Like most owls they are nocturnal and are most active between dusk and dawn.
They are easily identified by their call – a very loud sound that belies their size –‘kruup’ which is repeated between 5 and 8 seconds. They are most vocal as dusk falls with frequent calls between the pair while hunting. Dawn calls are also made to enable the pair to establish each other’s whereabouts, they do not generally spend the daylight hours together except when breeding. They are not choosy when it comes to selecting a nest which can be a hole in the top of a dead tree, a disused Woodpecker nest or even a hole in a rock face or building. Between 2 and 5 eggs are laid and incubated solely by the female, hatching between 22 – 24days. During incubation the female relies solely on the male for her food supply.

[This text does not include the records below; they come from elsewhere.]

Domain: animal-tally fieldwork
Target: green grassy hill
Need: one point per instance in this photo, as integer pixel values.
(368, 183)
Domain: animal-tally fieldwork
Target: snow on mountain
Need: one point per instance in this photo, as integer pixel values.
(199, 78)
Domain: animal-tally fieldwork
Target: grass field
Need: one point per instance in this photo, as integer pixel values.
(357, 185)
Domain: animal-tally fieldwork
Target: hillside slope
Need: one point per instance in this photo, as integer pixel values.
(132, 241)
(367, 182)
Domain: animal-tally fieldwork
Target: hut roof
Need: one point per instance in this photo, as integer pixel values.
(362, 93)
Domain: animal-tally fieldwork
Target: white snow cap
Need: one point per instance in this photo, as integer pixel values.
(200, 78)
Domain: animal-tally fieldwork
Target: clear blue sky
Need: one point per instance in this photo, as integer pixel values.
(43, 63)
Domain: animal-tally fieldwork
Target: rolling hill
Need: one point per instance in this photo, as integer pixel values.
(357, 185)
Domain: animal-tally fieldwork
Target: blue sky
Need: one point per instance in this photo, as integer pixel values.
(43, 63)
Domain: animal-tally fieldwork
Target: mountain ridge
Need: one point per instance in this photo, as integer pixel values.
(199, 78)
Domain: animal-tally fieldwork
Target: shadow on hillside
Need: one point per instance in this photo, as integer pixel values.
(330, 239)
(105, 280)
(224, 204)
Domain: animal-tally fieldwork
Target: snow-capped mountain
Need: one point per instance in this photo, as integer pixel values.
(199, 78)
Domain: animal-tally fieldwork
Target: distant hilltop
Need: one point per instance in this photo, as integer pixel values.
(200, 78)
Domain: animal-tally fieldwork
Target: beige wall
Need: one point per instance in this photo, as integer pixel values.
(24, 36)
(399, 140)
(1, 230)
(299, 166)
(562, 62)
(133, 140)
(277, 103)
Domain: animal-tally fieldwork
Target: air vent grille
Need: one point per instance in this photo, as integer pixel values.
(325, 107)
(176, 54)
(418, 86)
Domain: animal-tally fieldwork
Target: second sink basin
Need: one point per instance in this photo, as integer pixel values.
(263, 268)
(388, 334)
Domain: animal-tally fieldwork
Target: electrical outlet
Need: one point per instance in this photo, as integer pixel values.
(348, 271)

The chicks stay in the nest for 2 – 3 weeks during which time they become fully feathered resembling the parents. They leave the nest when they are almost full grown and are dependent on the parents for food for the next 3 – 4 weeks after which time they fend for themselves.
These owls generally forage on the ground with their food consisting mainly of centipedes, woodlice, moths, dragonflies, grasshoppers, beetles, caterpillars, crickets, cockroaches, spiders, scorpions. They seldom ‘hawk’ from perches and when they do they will catch small rodents, birds, geckos, skinks and frogs.